Un día de agosto

Óscar González

SOCIEDAD

12 ago 2011 . Actualizado a las 06:00 h.

Ocho de la mañana. Suena el despertador. Podría ser una canción de Los Suaves, pero solamente es un día más en mi vida. Miro de nuevo el reloj. Ya pasaron 10 minutos. Tengo que levantarme. Intento incorporarme, pero mi cuerpo pesa demasiado y no por salir de fiesta, ¡ojalá fuera por eso!, pero no. Maldito verano. Odio el verano. En el salón, los restos de la cena de ayer. Enciendo la tele. Están con las noticias. Todo son desgracias. Mientras se calienta el desayuno, una ducha rápida. Antes de salir a la calle, cruzo un gran patio interior. Gracias a su enorme cristalera que se encuentra sobre mi cabeza hace de ella una estancia muy luminosa.

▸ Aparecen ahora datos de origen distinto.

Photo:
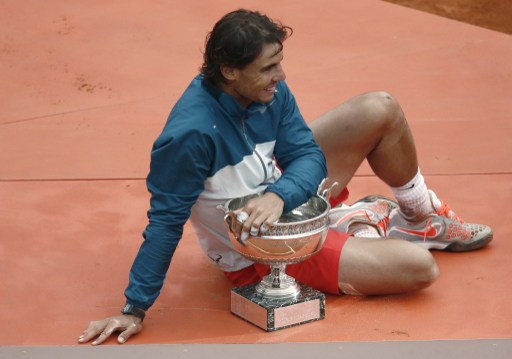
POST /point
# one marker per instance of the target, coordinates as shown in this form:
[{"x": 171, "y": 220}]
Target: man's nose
[{"x": 279, "y": 75}]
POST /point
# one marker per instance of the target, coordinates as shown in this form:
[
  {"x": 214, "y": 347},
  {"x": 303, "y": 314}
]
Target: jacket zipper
[{"x": 254, "y": 150}]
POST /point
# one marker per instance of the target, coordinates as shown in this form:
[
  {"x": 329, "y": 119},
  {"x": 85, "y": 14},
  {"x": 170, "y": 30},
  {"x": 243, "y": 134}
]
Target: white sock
[
  {"x": 413, "y": 198},
  {"x": 364, "y": 230}
]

El suelo está cubierto de baldosas y siempre se me da por hacer lo mismo: procuro no pisar las líneas como Jack Nicholson en aquella película en la que, aunque no recuerde el título, interpretaba a un maniático. Salgo a la calle y antes de que el semáforo me avise de que puedo cruzar con ese tonillo que imita el piar de un pajarillo, cierro los ojos. Visualizo mentalmente el recorrido como haría cualquier piloto profesional minutos antes a la salida de un gran premio a disputar. Sin embargo, la recompensa no será la misma. El paisaje siempre es el mismo. Largas avenidas arboladas llenas de viejos edificios grises de cinco plantas que se transforman en pequeñas casas de piedra a medida que me acerco al centro de la ciudad. Las únicas grandes diferencias en esta época del año son el calor insoportable y el poco tráfico existente. Desde hace tiempo, en mi cabeza siempre la misma pregunta: ¿No crees que te mereces algo mejor? Yo creo que sí. Tengo que luchar por ello. Al doblar la esquina entro en la plaza en la que trabajo. Plaza para mí es lo más cercano a playa aunque solo sea semánticamente hablando, claro. Queda una dura jornada por delante. Necesito cambiar, necesito vivir. Ocho de la mañana. Suena el despertador.